Today the field has produced some 11 billion barrels and so has comfortably exceeded the first pessimistic predictions of the cautious engineers. The owners are now confident that it will ultimately produce about 13.6 billion barrels. Indeed, there are tentative plans which might lead to even higher total recovery but there is no indication that the explorers’ estimate of 15 billion barrels can be achieved.

6. Technology - A Help But Not A Solution

So, here we have a real-life example of the effectiveness of the whole-hearted application of technology to increase recovery efficiency. It seems that the main benefit from such application is to allow us to deal during field-life with the unexpected, without compromising on our ability to deliver initially-targeted volumes. We can never, with the sparse descriptive data available immediately after the discovery of a field, anticipate all the characteristics of the reservoir structure, rock and fluid properties which become apparent during the producing life of the field. Generally, the increased complexity revealed seems to negatively impact oil productivity. We need every possible technical innovation from our engineers as the field is depleted if initial estimates of recovery are to be met.

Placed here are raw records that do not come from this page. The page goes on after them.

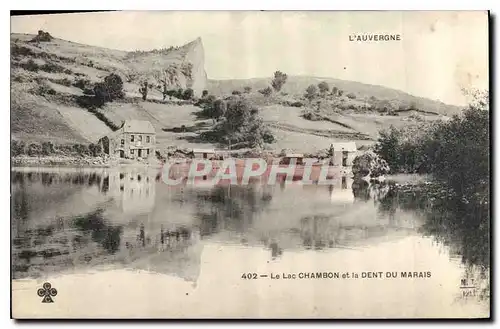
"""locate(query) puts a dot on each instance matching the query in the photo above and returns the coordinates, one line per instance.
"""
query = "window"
(344, 158)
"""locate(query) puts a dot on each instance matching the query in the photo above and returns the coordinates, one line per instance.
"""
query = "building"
(135, 139)
(287, 159)
(343, 154)
(203, 153)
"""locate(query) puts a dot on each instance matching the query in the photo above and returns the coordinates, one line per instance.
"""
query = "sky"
(439, 52)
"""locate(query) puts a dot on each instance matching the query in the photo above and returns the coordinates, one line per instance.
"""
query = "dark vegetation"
(279, 80)
(110, 89)
(240, 126)
(47, 148)
(30, 65)
(456, 152)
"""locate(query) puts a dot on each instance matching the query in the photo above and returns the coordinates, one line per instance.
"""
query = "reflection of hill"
(290, 217)
(133, 189)
(78, 232)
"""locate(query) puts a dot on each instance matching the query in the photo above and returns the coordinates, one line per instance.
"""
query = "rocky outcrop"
(179, 67)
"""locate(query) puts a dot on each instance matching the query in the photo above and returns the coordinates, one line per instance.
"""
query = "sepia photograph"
(250, 165)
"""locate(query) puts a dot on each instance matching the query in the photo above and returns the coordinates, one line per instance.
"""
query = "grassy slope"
(38, 117)
(296, 85)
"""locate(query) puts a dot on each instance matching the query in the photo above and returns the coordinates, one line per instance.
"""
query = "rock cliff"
(177, 67)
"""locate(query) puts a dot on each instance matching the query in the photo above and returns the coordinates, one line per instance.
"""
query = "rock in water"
(369, 164)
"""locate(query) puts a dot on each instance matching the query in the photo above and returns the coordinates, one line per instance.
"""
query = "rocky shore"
(61, 160)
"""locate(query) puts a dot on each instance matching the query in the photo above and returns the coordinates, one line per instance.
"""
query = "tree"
(241, 126)
(165, 91)
(114, 86)
(323, 87)
(188, 94)
(47, 148)
(311, 92)
(108, 90)
(144, 91)
(279, 80)
(218, 109)
(266, 91)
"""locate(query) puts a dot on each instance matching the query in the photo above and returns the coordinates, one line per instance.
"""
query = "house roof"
(203, 150)
(347, 146)
(138, 126)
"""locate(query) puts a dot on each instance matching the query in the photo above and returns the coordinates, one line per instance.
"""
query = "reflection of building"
(341, 191)
(298, 158)
(134, 189)
(318, 232)
(133, 140)
(343, 154)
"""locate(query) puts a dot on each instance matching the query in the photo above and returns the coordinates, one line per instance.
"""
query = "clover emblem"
(47, 292)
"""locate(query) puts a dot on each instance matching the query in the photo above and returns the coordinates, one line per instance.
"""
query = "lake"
(133, 245)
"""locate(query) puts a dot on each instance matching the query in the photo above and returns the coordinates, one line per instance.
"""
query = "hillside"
(296, 85)
(48, 78)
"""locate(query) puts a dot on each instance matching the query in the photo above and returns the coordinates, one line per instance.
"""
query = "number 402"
(249, 276)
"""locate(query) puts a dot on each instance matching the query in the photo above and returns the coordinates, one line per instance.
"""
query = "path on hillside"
(322, 133)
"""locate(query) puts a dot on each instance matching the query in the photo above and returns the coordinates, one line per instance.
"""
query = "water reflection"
(65, 220)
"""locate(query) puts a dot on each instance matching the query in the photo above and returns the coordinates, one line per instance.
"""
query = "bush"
(54, 68)
(266, 91)
(42, 37)
(369, 164)
(44, 89)
(279, 80)
(311, 92)
(47, 148)
(188, 94)
(241, 126)
(30, 65)
(454, 151)
(65, 82)
(17, 148)
(107, 91)
(82, 83)
(34, 149)
(323, 87)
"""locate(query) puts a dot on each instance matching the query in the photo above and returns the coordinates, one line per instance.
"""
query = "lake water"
(121, 243)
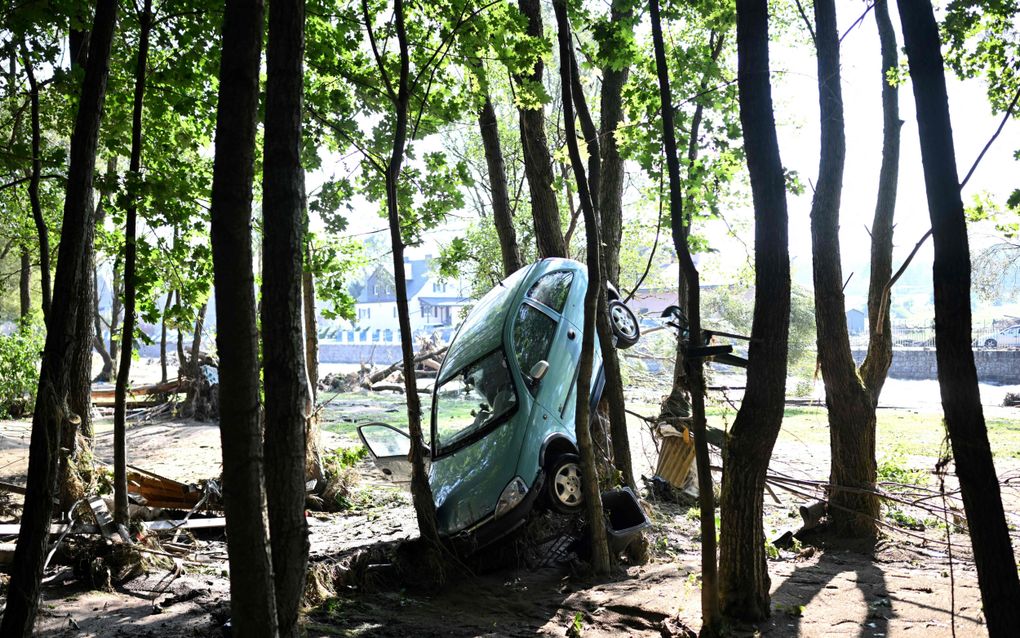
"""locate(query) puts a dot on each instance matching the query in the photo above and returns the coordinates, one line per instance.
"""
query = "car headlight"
(512, 494)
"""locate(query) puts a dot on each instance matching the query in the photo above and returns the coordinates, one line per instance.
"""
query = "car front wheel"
(563, 485)
(624, 325)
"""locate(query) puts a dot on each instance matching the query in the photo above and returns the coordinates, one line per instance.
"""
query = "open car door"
(390, 449)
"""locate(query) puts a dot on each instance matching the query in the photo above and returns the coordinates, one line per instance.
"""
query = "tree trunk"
(851, 415)
(744, 583)
(421, 493)
(612, 170)
(37, 162)
(55, 379)
(538, 161)
(162, 338)
(253, 605)
(120, 516)
(601, 558)
(610, 359)
(502, 215)
(288, 401)
(997, 572)
(313, 454)
(24, 285)
(115, 307)
(106, 374)
(676, 405)
(879, 356)
(694, 365)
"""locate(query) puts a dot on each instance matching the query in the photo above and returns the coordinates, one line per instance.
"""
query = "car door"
(390, 449)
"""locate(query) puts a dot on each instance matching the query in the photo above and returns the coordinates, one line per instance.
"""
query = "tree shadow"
(792, 599)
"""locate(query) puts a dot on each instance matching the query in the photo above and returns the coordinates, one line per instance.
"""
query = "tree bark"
(55, 378)
(611, 363)
(601, 559)
(879, 356)
(106, 374)
(24, 285)
(502, 214)
(287, 399)
(538, 161)
(851, 415)
(120, 514)
(421, 493)
(253, 605)
(997, 573)
(612, 172)
(693, 365)
(162, 338)
(676, 405)
(744, 584)
(313, 454)
(37, 162)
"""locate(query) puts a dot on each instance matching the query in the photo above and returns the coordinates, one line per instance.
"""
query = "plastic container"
(624, 518)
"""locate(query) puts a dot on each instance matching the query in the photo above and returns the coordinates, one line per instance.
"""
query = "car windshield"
(472, 398)
(482, 330)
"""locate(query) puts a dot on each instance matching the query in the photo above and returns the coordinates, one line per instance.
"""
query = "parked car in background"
(1009, 338)
(502, 435)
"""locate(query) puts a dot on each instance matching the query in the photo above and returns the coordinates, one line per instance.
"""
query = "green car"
(503, 406)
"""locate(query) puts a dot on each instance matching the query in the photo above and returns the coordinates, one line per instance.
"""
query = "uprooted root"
(102, 565)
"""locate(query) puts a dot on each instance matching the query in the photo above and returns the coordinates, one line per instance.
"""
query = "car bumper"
(491, 529)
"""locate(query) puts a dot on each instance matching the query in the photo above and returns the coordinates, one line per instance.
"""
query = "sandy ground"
(905, 587)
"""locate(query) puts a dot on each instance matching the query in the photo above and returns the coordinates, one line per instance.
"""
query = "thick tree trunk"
(612, 173)
(24, 285)
(997, 571)
(55, 379)
(253, 604)
(313, 453)
(538, 161)
(694, 372)
(120, 516)
(879, 356)
(37, 162)
(851, 415)
(115, 308)
(601, 558)
(502, 215)
(744, 583)
(676, 405)
(287, 398)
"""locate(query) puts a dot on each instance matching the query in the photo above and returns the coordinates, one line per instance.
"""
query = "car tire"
(624, 324)
(563, 485)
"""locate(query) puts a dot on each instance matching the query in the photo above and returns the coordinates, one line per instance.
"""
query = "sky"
(796, 101)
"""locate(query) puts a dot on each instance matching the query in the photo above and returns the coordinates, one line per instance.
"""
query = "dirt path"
(904, 591)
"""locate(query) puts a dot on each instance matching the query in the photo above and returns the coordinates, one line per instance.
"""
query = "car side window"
(552, 290)
(532, 336)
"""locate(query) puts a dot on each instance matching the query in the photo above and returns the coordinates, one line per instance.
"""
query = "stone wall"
(997, 366)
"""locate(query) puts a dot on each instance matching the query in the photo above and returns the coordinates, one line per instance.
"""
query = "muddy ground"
(904, 586)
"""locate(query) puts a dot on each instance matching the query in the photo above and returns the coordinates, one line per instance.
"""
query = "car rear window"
(552, 290)
(532, 336)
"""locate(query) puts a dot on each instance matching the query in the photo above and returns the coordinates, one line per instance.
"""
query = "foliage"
(20, 353)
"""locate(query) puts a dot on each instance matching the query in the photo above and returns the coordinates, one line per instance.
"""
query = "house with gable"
(435, 306)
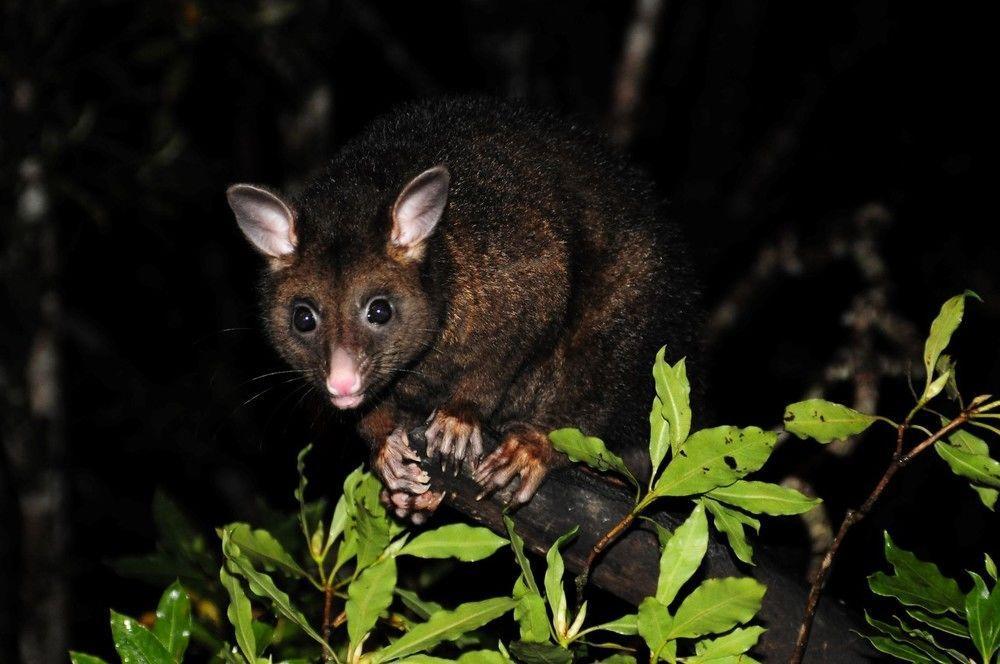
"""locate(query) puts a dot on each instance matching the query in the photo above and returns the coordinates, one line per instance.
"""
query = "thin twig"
(852, 517)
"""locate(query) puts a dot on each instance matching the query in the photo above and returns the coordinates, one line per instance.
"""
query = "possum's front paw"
(518, 466)
(407, 485)
(455, 436)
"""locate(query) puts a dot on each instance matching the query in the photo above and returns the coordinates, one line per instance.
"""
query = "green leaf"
(717, 605)
(932, 652)
(731, 522)
(980, 469)
(457, 540)
(674, 392)
(825, 421)
(83, 658)
(589, 450)
(445, 626)
(262, 548)
(173, 620)
(263, 634)
(372, 532)
(682, 555)
(627, 625)
(916, 583)
(530, 614)
(902, 651)
(734, 643)
(136, 644)
(423, 608)
(263, 586)
(943, 623)
(553, 575)
(715, 457)
(947, 321)
(653, 623)
(659, 436)
(539, 653)
(368, 597)
(982, 609)
(517, 545)
(764, 498)
(240, 615)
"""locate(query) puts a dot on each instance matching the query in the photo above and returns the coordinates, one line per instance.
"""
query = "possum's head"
(346, 294)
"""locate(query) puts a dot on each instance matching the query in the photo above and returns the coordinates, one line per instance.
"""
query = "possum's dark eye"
(379, 311)
(303, 318)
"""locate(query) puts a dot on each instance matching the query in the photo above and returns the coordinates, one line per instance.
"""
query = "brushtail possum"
(477, 265)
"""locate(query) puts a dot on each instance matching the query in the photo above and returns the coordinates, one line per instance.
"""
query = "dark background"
(831, 164)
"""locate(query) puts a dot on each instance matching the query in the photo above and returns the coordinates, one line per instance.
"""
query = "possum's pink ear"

Is the Prudhoe Bay story typical of oil fields generally? Does not new technology allow the production of oil which had been initially thought to be unrecoverable and so increase recovery? Undoubtedly there are instances of unanticipated increases in ultimate production as a consequence of the adoption of new technology. However, in general such ‘reservoir growth’ is the result of serendipitous geological discoveries during field development - unexpected thick sands on the reservoir flanks or extensions of the oil column across what had been thought to be sealing faults - rather than the achievement of higher than initially estimated sweep or layer recovery efficiencies. With initial estimates of recovery efficiency now being substantially higher than those of a few decades ago there is now much less potential for achieving still higher efficiencies during the production phase. There is a clear upper limit for the fraction of oil-in-place which can be produced. This limit is a function of the pore-geometry of the reservoir rock and of the reservoir fluids, it cannot be changed. When we seek to improve recovery efficiency what we are doing is trying to achieve a displacement efficiency as close as possible to the limit in individual layers and to do this in as much of the reservoir volume as possible by improving sweep efficiency.